I) Como garantia do pagamento de
todas as responsabilidades assumidas ou a assumir pela MX, Lda., até ao valor
de capital de € 2.000.000,00, no valor máximo assegurado de € 2.699.800,00,
provenientes de todas e quaisquer operações bancárias, bem como dos respectivos
juros remuneratórios acordados e das despesas havidas - que se computaram para
efeitos de registo em € 80.000,00 - foi constituída uma hipoteca, a favor do BC,
S.A., sobre os seguintes imóveis:
a) Prédio urbano constituído por
lote de terreno para construção, designado por lote cinco, sito (…), descrito
na Conservatória do Registo Predial de (…) sob o n.º 15251 do livro B - 39
(actual descrição 3298 da freguesia de …), inscrito na respectiva matriz sob o
artigo 2732 (actual 5709);
b) Prédio urbano constituído por
lote de terreno para construção, designado por lote quarenta e cinco, sito em (…),
descrito na Conservatória do Registo Predial de (…) sob o n.º 3645, inscrito na
respectiva matriz sob o artigo 5566.
J) O prédio referido na alínea a)
foi constituído em propriedade horizontal e dividido em várias fracções, entre
as quais as seguintes: “T”, “Z”, “AC”, “AF”, “AL”, e “AM”.
K) Sucede que estes imóveis
encontram-se actualmente registados a favor da ora recorrente na Conservatória do
Registo Predial de (…), pela Ap. 16 de 2006/09/22.
L) E não obstante ter sido
concretizada a transmissão de propriedade, os imóveis dados como garantia
continuam onerados com a supra mencionada inscrição hipotecária, nos exactos
termos em que a mesma foi constituída a favor do BC, S.A., a qual se transmite
com a transmissão de propriedade.
M) Sendo de ressalvar desde já que
a recorrida não renunciou àquelas garantias, nem, tão pouco, foi ressarcida da
totalidade da dívida.
N) Pelo que, os imóveis continuam
a garantir o crédito que goza de garantia real por força do direito de sequela
plasmado nos artigos 721.º e 818.º do CC.
O) E, apesar de a recorrente ser
terceira perante a relação obrigacional, não o é face à execução, circunstância
essa que impôs que a acção executiva tenha sido movida contra esta, de modo a
permitir a penhora dos bens com vista ao ressarcimento do crédito exequendo.

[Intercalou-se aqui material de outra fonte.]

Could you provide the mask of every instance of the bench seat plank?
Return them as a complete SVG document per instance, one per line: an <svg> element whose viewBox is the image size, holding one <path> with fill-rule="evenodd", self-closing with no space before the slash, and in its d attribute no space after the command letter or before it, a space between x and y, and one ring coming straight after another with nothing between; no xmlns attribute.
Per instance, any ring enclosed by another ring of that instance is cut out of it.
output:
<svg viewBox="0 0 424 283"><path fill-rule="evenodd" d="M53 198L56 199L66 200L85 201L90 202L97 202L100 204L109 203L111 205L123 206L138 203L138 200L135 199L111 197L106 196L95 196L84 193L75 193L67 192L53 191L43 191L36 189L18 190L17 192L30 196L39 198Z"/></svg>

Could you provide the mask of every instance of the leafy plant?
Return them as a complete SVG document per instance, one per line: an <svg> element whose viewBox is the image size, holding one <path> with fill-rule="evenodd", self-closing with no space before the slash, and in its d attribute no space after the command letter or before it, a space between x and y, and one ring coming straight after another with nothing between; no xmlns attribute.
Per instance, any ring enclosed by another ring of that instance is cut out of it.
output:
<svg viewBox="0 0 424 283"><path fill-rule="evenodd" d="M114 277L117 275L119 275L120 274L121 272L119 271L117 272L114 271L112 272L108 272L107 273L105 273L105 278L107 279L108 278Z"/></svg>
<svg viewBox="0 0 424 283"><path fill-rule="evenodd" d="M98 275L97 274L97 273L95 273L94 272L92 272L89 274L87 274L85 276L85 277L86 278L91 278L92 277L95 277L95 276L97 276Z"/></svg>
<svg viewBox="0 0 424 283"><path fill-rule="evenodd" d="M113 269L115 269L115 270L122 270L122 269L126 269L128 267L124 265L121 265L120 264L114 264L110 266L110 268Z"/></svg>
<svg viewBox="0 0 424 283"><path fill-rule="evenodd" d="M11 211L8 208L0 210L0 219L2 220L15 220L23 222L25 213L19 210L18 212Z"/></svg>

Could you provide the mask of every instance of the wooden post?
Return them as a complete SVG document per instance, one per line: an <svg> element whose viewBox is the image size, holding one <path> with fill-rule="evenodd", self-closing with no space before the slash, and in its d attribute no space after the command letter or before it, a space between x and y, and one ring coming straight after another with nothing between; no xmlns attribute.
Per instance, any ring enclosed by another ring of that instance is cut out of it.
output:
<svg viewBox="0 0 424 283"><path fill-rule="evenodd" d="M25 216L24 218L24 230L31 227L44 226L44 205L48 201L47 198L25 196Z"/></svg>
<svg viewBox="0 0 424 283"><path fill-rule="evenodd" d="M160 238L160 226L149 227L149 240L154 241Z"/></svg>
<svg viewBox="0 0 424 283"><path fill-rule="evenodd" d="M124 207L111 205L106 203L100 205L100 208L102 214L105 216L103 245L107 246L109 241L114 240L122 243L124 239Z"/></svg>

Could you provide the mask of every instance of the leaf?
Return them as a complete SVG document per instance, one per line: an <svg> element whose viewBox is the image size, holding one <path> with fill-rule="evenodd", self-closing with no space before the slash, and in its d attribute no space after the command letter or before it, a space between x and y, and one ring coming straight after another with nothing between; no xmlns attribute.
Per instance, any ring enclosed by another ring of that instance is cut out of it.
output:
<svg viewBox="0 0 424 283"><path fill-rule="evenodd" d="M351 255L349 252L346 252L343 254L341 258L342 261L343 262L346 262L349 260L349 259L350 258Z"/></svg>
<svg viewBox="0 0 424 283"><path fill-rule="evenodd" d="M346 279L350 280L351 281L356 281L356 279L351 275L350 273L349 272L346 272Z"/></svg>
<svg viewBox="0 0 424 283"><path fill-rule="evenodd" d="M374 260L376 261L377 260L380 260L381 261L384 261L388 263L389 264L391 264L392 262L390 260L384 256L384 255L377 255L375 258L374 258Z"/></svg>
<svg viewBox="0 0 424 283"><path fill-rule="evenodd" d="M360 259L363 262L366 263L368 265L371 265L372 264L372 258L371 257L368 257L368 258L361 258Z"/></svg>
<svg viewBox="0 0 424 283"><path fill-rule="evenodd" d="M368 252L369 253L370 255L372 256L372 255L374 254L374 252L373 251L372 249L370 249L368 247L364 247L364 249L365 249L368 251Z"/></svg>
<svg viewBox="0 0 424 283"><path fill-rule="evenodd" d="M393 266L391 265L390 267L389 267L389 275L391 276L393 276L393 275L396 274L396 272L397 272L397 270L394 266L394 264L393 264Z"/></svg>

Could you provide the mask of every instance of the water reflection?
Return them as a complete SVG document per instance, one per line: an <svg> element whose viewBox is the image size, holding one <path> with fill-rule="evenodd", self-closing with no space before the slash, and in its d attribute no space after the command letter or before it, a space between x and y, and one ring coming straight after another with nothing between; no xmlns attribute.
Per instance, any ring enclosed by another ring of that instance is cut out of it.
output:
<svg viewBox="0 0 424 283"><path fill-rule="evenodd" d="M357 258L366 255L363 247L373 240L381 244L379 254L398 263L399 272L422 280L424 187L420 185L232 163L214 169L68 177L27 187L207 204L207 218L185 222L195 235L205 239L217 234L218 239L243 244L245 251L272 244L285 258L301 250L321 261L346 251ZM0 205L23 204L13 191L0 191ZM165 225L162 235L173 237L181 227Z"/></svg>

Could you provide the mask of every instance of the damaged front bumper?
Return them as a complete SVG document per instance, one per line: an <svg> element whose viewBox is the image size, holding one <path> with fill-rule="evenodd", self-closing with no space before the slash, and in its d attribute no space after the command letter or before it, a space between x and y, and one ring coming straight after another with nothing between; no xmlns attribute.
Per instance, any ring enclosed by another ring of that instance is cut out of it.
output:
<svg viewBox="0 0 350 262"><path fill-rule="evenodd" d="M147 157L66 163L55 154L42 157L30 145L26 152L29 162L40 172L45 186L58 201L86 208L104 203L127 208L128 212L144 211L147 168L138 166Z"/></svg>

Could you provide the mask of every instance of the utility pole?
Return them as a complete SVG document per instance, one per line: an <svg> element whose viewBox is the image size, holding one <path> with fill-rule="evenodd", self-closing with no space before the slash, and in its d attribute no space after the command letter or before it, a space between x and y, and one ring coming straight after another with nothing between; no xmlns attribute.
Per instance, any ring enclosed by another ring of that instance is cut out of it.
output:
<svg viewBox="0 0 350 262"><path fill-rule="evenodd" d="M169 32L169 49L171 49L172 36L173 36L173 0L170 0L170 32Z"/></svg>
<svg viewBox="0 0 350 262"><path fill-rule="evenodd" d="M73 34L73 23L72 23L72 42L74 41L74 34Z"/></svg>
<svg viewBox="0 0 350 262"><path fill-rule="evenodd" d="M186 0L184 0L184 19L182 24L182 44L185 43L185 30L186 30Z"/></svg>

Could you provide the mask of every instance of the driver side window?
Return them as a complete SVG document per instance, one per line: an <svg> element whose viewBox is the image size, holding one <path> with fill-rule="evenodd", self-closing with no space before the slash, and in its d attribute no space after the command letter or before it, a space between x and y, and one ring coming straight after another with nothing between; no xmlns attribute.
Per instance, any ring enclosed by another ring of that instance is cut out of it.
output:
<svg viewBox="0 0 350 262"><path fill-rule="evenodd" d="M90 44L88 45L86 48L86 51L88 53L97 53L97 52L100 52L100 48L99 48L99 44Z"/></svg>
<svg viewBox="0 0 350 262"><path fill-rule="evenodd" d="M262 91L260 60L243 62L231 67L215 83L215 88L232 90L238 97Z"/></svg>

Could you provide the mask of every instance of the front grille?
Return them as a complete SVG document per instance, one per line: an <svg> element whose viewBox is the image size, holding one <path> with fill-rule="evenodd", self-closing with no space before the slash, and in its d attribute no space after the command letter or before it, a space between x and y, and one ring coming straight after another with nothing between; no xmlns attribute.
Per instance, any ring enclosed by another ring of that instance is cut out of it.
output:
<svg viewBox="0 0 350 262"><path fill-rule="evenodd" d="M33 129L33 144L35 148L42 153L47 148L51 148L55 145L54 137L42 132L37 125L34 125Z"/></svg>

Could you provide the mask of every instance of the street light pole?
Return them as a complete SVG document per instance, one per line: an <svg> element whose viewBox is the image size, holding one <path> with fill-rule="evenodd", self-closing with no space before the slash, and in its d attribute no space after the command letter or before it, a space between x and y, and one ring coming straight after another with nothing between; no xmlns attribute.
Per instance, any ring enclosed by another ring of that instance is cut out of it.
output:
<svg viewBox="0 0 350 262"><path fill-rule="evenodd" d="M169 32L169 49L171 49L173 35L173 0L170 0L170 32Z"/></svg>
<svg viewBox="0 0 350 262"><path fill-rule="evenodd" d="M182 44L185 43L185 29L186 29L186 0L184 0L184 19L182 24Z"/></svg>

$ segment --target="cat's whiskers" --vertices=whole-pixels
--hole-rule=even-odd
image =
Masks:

P) A hipoteca reveste a natureza
de um direito real de garantia, na medida em que apresenta as notas
características dos direitos reais, como p.e. o direito de sequela, segundo o
qual, e como refere MENEZES CORDEIRO, Direitos Reais, 441, “ (…) o seu titular
poder acompanhar a coisa, independentemente de quaisquer vicissitudes, onde
quer que ela se encontre (…)”.
Q) Pelo que tal significa que o
credor hipotecário poderá ver solvido o seu crédito, por força do bem
hipotecado, onde e com quem quer que este esteja, pois essa é, justamente, a
função jurídico-social e económica da hipoteca, o que se infere, de resto, do n.º
1 do artigo 686º do Código Civil ao estatuir que: “a hipoteca confere ao credor
o direito de ser pago pelo valor de certas coisas imóveis ou equiparadas,
pertencentes ao devedor ou a terceiro (...)”.
R) Por outro lado, é forçoso
concluir que a recorrida é parte legítima nos presentes autos.
S) Tendo procedido à sua
habilitação ab initio, fundamentando
a sua legitimidade e procedendo à junção da escritura de cessão de créditos,
bem como do respectivo documento complementar.
T) Ora a recorrida fez junção aos
autos de prova documental bastante, que comprova a sua legitimidade.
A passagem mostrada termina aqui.